Over the past two decades, we have witnessed a significant increase in the number of private military and security companies around the world. These companies provide services to governments, national and transnational corporations, non-governmental organisations, the media and international organisations. Private military and security companies engage in a broad range of different services in a wide variety of contexts. While initially the majority of these services related to logistical and administrative support and certain guard functions, over the past years, there has been a growing involvement of private companies in functions traditionally performed by the military and other state security institutions, including in conflict and post-conflict situations.

There is no doubt that the increase in outsourcing of security-related state functions to private companies has brought about human rights challenges and has helped fuel the important discussion on the extent to which private actors can be held accountable for human rights violations, and in what way.

Let me emphasize that, from a human rights perspective, it is important that there is no protection gap that allows for impunity. We need to ensure that the rights of individuals are not negatively impacted upon by the activities carried out by such private military and security companies. States are duty-bound to protect individuals against human rights abuses by third parties, including private military and security companies. The companies themselves also have a responsibility to respect human rights. Where violations occur, victims must have the right to an effective remedy, including the right to appropriate reparation for the harm suffered.

In the past years, concentrated efforts have been made by several actors to address the significant human rights challenges that arise with the intensifying privatization of security.

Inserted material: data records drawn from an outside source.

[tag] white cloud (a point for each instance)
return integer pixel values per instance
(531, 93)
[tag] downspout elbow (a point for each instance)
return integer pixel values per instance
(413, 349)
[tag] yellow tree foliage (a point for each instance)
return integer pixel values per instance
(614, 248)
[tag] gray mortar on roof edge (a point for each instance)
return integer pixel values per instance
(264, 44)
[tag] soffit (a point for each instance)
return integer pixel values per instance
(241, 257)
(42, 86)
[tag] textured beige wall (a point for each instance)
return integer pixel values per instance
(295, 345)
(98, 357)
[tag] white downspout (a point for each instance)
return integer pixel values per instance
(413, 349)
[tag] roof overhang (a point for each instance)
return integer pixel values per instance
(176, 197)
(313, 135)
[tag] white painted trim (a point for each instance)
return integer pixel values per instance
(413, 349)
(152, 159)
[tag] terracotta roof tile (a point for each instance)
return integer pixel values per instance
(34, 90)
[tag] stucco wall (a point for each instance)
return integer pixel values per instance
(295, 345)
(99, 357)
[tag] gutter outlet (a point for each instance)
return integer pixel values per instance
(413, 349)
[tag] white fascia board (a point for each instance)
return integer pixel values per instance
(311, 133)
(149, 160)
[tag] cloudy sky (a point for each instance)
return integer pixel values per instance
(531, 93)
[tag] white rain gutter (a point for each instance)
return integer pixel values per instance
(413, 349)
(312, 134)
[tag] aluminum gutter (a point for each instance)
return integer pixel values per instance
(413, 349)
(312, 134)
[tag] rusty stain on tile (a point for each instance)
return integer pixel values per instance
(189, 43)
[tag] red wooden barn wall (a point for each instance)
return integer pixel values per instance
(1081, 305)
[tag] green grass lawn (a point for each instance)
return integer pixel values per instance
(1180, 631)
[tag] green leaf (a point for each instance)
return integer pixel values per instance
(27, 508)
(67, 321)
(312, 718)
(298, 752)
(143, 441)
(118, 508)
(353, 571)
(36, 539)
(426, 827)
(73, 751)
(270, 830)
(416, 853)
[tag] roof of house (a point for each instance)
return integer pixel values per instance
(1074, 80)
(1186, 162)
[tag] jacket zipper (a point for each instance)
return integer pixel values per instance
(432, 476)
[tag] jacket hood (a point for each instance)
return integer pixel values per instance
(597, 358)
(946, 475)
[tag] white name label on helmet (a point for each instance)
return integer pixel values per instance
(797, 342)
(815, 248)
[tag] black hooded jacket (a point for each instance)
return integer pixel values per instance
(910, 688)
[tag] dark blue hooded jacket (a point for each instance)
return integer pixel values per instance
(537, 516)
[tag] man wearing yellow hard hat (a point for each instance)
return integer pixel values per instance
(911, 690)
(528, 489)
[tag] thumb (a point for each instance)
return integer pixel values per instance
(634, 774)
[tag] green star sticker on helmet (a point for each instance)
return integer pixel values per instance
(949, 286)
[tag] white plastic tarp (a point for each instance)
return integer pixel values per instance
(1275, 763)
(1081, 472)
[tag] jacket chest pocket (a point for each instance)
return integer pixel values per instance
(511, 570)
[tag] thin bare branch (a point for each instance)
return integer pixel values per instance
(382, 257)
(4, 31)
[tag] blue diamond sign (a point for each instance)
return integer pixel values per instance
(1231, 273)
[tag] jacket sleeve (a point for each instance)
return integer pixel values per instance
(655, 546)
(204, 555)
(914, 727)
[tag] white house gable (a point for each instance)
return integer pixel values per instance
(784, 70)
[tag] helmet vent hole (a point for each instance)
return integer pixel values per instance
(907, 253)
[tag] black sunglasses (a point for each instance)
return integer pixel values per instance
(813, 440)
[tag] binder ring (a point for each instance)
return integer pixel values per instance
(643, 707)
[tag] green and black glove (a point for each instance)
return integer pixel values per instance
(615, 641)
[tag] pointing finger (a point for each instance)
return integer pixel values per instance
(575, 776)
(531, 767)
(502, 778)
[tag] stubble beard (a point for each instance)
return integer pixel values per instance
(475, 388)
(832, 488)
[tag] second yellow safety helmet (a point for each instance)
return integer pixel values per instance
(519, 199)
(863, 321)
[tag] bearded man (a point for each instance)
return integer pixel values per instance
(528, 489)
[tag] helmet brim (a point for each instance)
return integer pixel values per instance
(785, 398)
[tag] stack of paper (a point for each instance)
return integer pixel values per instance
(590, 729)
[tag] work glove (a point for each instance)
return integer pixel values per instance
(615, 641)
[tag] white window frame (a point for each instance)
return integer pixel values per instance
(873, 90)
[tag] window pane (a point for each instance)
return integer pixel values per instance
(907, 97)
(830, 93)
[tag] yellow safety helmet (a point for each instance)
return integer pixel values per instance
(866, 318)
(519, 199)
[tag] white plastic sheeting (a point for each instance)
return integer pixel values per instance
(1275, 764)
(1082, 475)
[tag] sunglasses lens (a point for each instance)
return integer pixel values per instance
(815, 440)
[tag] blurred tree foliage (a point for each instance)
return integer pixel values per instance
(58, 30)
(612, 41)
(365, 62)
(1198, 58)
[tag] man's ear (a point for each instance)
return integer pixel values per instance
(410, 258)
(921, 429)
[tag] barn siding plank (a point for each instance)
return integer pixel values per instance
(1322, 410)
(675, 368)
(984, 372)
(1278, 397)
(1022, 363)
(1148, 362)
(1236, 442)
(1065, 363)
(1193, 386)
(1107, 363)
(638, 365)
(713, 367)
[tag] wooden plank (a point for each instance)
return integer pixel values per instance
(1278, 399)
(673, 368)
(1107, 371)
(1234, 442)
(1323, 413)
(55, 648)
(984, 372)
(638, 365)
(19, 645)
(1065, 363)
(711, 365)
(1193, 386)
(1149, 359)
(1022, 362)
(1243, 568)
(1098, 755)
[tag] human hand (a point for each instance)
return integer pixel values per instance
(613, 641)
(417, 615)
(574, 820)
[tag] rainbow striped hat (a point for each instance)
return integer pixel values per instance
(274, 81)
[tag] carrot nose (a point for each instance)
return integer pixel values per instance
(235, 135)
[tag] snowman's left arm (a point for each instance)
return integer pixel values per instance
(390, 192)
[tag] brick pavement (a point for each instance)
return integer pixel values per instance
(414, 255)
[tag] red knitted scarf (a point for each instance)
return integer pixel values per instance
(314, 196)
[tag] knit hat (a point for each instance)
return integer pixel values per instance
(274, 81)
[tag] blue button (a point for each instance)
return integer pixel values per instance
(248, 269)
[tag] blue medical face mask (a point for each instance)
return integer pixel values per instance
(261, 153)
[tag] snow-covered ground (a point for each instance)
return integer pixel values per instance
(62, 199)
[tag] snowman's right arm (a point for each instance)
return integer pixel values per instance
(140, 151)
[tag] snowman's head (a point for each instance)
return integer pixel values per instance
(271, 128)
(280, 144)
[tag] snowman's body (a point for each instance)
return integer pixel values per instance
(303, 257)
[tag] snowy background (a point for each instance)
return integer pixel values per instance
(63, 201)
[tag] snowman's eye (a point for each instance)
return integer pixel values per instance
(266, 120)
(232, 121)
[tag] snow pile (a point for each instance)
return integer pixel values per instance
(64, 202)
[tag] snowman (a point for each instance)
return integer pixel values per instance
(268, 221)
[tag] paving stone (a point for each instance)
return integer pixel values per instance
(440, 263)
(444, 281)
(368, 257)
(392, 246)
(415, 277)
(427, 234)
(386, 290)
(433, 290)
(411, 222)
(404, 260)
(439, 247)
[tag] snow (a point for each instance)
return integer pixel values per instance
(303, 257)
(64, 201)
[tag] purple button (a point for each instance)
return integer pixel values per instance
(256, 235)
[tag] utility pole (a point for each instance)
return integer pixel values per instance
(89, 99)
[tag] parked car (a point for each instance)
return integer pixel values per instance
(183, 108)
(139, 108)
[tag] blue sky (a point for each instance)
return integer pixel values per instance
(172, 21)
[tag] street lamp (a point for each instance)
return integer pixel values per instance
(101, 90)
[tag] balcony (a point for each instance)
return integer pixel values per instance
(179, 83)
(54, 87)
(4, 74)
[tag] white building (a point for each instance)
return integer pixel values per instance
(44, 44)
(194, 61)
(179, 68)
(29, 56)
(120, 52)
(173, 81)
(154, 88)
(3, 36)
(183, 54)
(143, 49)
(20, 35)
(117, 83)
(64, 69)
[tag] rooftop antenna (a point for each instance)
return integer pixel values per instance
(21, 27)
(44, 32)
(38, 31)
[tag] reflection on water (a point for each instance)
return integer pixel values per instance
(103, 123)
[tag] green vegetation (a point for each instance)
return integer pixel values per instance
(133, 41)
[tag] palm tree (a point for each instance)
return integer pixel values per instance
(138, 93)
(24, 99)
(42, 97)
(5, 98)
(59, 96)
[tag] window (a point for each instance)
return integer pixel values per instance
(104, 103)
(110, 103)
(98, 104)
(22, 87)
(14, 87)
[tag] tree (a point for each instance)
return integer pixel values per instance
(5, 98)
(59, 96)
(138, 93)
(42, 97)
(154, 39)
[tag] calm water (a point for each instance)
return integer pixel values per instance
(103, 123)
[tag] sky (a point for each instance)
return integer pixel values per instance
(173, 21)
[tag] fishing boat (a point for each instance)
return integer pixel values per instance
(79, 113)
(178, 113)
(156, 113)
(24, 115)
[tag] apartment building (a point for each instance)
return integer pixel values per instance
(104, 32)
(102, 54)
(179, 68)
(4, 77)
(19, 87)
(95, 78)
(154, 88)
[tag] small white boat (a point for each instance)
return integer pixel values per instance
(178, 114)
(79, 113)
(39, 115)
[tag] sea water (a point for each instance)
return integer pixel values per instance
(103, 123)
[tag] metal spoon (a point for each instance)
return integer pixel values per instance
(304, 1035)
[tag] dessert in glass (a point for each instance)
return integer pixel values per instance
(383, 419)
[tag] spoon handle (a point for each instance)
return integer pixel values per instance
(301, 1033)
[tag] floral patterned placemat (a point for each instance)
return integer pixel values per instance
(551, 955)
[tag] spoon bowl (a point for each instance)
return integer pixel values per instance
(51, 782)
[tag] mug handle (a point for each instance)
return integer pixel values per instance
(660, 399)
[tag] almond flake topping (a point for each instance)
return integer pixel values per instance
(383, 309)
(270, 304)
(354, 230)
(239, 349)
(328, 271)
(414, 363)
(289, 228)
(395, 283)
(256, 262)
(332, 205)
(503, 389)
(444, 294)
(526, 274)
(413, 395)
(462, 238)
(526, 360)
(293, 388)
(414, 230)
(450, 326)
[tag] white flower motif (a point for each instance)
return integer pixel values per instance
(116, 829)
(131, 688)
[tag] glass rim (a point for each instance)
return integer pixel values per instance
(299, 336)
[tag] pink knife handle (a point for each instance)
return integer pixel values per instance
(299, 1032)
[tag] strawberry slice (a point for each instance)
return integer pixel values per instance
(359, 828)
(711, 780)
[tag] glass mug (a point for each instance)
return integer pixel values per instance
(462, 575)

One of these actors is the Working Group on the use of mercenaries as a means of violating human rights and impeding the exercise of the rights of peoples to self-determination. The Working Group has carefully studied the impact the activities of private companies offering military assistance, consultancy and security services on the international market have on the enjoyment of human rights. Based on this analysis and several years of broad consultations with a wide range of stakeholders, the Working Group concluded that action is required at the level of the international community to develop a comprehensive regulatory framework for private military and security companies. Following further consultations with governments, international and regional organizations, non-governmental organizations, the private military and security industry and experts, the Working Group prepared a Draft of a possible Convention on Private Military and Security Companies. This Draft Convention was presented to the Human Rights Council for its consideration and action last September and the Council asked you to take the Working Group’s draft into consideration, as you embark on the important task of addressing one of the pressing human rights issues of our time.

Let me conclude by thanking you all for your participation and active engagement in this process.

I wish you a productive first session.